Zahlenhörigkeit und Kennzahlen-Fetischismus feiern im Management gerne fröhliche Urstände. Falsch verstandene Prozess-Orientierung bringt gerade große Unternehmen an den Rand der Selbsthemmung und führt zu Frustration bei vielen Mitarbeitern. Und jetzt sollen diese Missstände durch „agile Organisationen“ beseitigt werden? Ist es nicht so, dass hier einfache Lösungen für komplexe Probleme gesucht werden? Im Kern der Sache geht es doch darum, in Unternehmen Spannungsfelder unterschiedlichster Couleur zu meistern. Effizienz und Veränderung. Heutige Profitabilität und Investitionen in die Zukunft. Kapitalgeber-Interessen und Mitarbeiter-Interessen. Kundennutzen und Produkt-Kosten. Um dieser Vielfältigkeit gerecht zu werden, benötigen wir unterschiedlichste Führungswerkzeuge in Unternehmen. Und agile Teams sind ein hervorragendes, dort wo sie passen. Das ist insbesondere dort wo es gilt, unbekanntes Terrain zu meistern oder kreative Lösungen zu suchen. Aber das ist eben nur ein Aspekt von Führungsarbeit in Unternehmen. Wir müssen auch akzeptieren, dass Menschen unterschiedliche Stärken und Ausprägungen haben. Die einen haben ihren „sweet spot“ im strukturierten und ausdauernden Arbeiten. Andere sind neugierig, kreativ oder suchen ab und zu eine besondere Herausforderung. Auch Aufgaben sind unterschiedlich. Bei manchen gibt es einen bestmöglichen Weg oder Prozess, der klar ist, bei anderen wiederum ist möglicherweise Kreativität und Fach-Kompetenz gefordert.

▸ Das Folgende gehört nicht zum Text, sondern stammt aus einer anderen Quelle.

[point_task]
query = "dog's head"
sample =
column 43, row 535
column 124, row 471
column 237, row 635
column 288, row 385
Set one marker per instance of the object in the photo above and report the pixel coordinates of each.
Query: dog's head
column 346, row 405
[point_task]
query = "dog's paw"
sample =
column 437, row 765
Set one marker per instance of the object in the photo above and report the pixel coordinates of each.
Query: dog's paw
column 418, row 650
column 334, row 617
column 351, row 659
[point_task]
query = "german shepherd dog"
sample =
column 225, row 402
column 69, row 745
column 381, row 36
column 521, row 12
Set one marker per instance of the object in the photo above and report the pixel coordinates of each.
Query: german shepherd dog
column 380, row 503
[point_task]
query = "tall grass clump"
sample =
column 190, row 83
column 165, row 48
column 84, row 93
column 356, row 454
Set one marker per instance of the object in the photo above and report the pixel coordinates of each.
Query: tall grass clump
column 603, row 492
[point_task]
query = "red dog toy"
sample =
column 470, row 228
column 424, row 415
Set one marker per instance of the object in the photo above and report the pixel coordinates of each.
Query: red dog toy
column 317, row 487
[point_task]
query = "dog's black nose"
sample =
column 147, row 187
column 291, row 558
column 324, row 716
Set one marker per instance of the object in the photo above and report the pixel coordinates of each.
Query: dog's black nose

Kein Allheilmittel für Führungsdefizite

Für mich ist ein agiles Unternehmen daher ein Unternehmen, dem es gelingt, die organisatorischen Werkzeuge so differenziert und variabel einzusetzen, dass es in seinen Zielmärkten die anstehenden Kundenprobleme wettbewerbsfähig lösen kann. Es agiert immer wieder unterschiedlich, abhängig von Veränderungen am Markt und in der Gesellschaft. Es balanciert Kreativität und Erfahrungswissen immer wieder neu. Dazu gehört, dass die Dosis von Kennzahlen stimmt. Dazu gehört, dass Prozesse nur dort standardisiert werden, wo es Sinn macht. Und für den Rest der Abläufe gibt es kompetente Mitarbeiter und Führungskräfte, die gemeinsam die Chancen und Risiken abwägen und Entscheidungen treffen. Dazu gehört auch, Experten, erfahrenen Mitarbeitern und jungen Nerds Freiraum für vernetztes Arbeiten an Innovationsthemen zu gewähren. Die Gestaltung des unternehmerischen Spielsystems, das Finden der richtigen Wahl an Führungs-Werkzeugen, ist die unternehmerische Herausforderung für die nächsten Jahre. Agile Teams sind ein wertvolles Werkzeug, aber in der Tat „wartungsintensiv“ und müssen hinsichtlich Aufwand und Nutzen bewertet und überlegt eingesetzt werden. Sie sind kein Allheilmittel für Führungsdefizite.

Sehnsucht nach Führung

Wir dürfen im Agilitäts-Hype nicht vergessen: wir Menschen sind soziale Wesen mit unterschiedlichen Talenten und Bedürfnissen. Nicht alle Mitarbeiter haben das Bedürfnis nach maximaler Selbstbestimmung. Viele unserer Mitarbeiter wissen es zu schätzen, wenn ihnen ein Chef den Rücken freihält, Erwartungshaltungen wertschätzend und klar formuliert, und Entscheidungen und die damit verbundene Verantwortung abnimmt. Gute Führung tut gut, Unternehmen wie Mitarbeitern.

Wenn der Selbst-Organisations-Hype dann irgendwann abebbt und wir alle viel dabei über Agilität gelernt haben, werden wir vielleicht eine Diskussion über die Sehnsucht nach Führung erleben.